I was thinking of these pioneers as I milled the spelt I needed to make sourdough bread the other day. True story—but when I say “milled,” perhaps I should explain that this was at my local plastic-free, bulk foods shop. They had run out of spelt flour so directed me to an electric grinder which I could use to produce my own. All I had to do was pour in the spelt grains and press a button, but still, for a few minutes I felt like an actual miller. Just as Harry and Meghan may feel like actual farmers when they take Archie out to feed the hens. Even Marie Antoinette famously liked to milk a cow from time to time, to keep her hand in.

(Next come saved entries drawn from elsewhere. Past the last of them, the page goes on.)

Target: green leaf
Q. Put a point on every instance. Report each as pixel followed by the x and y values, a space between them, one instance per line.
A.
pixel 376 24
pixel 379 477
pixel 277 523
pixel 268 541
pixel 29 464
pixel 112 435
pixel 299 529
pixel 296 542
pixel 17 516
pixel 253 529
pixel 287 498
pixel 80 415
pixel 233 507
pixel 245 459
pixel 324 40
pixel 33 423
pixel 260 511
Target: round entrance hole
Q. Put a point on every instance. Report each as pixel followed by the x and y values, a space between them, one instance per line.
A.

Lockdown has made nature enthusiasts of us all, not least because there has been almost nothing else to feel enthusiastic about over the last 18 months. But the urge to spend more time in nature was growing even before Covid struck. Rewilding initiatives have been gathering pace over the last ten years. Community gardens are springing up in cities across the country, with the largest concentration in London. Meanwhile urban gardening activists—who seize on any tiny plot of neglected land for illicit cultivation—are now so respectable that the organisation Guerrilla Gardening has teamed up with the department store Liberty to produce a lavender pillow. One design featured an elephant and castle, a nod to the provenance of the lavender inside it.

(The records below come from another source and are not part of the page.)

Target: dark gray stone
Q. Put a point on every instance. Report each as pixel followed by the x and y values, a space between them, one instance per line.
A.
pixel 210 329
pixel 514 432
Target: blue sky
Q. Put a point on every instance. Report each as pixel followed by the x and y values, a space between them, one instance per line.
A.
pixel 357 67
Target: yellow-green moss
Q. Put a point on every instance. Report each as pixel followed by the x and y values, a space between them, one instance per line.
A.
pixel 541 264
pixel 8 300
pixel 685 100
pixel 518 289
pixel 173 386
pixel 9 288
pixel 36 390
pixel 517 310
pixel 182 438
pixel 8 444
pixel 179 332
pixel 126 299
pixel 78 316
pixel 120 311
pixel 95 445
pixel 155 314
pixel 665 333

For several years I’ve volunteered at a community garden on Clapham Common. We grow vegetables and plants in a communal plot and sell them at the weekends for donations which are then invested back into the garden. This year, for the first time, we have grapes and peaches. People gasp at the size of our marrows. The leftover produce gets turned into jams and chutneys that are also made communally. Sometimes we sit down for lunch together at the trestle table—eating the produce we ourselves have planted and grown. Recently, sitting between a PhD student who’s working on cell regeneration and a retired expert in international aid, I remember thinking this was better than any dinner party. Here, on an admittedly very small scale, is the community experience that the hippies were rushing to create in the 1970s. We work together, and we talk about life, politics and food. Our plot is close to the bandstand—where a vigil for Sarah Everard became the focus of national attention earlier this year—and to an encampment of anti-vaxxers that has recently dispersed. Right outside our gate is the mobile Covid testing unit.

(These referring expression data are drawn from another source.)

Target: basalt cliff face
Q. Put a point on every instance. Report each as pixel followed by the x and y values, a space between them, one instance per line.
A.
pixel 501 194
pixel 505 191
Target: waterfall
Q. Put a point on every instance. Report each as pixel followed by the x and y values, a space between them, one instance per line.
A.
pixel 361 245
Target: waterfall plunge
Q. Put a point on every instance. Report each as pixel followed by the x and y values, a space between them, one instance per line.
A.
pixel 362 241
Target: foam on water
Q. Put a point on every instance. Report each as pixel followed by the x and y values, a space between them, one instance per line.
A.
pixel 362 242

There’s no denying we’re in the middle of London; looking up from weeding a bed of kale or beetroot, I can see the Shard and Battersea Power Station, And yet it does feel bucolic here, on a sunny day. The common caters admirably for a diverse population. A wooded area 100 yards away is officially designated a Public Sex Environment after dark. In the other direction is a “mud club” where children use old pots and pans to serve up mud pies. Sometimes I wonder if we gardeners are not so different from the children. But our food is—nearly always—more palatable than a mud pie.
I was brought up on a farm and couldn’t wait to leave it. The bright lights drew me to London but now I miss the dark skies of the countryside. “Back to the land” isn’t an option for me at the moment, but I get a taste of it, on Saturday mornings, midway between Mud Club and the PSE.